Ian Lurie will be speaking about “Social Media Strategy” at SearchFest 2012, which will be held February 24,2012 at The Governor Hotel in Portland, Oregon. For more information or to purchase tickets, please click here.

1) Please give us your background and tell us what you do for a living.

I’m the founder and CEO of Portent, Inc. – we’re an internet marketing agency focused on PPC, SEO and social media. We’ve been in business since 1995 (back when the internets were moved on covered wagons and such). I also write the blog Conversation Marketing – that’s where I rant, freak out, teach and otherwise pontificate about marketing stuff.

2) How do you define “social media” strategy and how does that differ from how most people define it?

‘Social media’ is not a new thing. It’s not some magical shiny occurrence that automatically qualifies you for a winning IPO. Social media’s been around as long as we could yell at each other. Any reasonably intelligent strategy is going to start way before tools. “Go set up a Twitter account” is not a social media strategy. It’s just dumb.
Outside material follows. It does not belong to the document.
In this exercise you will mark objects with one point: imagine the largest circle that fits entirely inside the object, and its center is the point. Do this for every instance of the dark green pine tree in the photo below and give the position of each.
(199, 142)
A good social media strategy starts with defined goals and a message. Everyone has a message, and ‘buy our stuff’ doesn’t count. Everyone has a goal, too, and ‘sell more stuff’ doesn’t count, either. A good goal might be “Get 100 people talking about us” or “Acquire five new customers.” A message might be “There’s a better way to do impact investing” or “Your shoes will be comfortable” or “Stop the blight of split fingernails.”

Then, the strategy should provide real, executable steps towards achieving those goals, by promoting the message.
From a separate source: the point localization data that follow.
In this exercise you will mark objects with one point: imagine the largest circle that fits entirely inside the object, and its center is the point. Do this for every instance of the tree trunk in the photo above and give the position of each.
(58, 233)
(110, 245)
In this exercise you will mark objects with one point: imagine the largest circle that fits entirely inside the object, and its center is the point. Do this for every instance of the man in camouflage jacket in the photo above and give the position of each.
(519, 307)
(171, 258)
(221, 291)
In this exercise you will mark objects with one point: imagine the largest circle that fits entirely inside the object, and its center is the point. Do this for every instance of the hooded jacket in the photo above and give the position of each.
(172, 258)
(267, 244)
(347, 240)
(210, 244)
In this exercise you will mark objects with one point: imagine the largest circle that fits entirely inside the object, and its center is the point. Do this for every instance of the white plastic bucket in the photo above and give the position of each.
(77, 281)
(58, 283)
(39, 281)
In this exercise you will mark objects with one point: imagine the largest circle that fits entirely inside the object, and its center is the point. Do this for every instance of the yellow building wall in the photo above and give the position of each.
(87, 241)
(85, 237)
That triangle between steps, goals and message defines a sound strategy.

By the way – if that sounds like PR or marketing strategy, that’s because it is.

3) How can a company best integrate social media strategy & search marketing strategy?

I actually think it’s hard not to. You have to really work to split the two. But some basic steps are:

1. Put your blog on your site.
2. Make social sharing easy throughout your site.
3. Treat ‘link bait’ as ‘social content’ or whatever trendy terms you want to mix together there.
4. Make sure you have a defined social media policy, and that the search team has it.
5. Use search to plug holes in social media coverage, and vice-versa.
6. Remember that what you say in social media will end up in the search results. Please. Pretty please.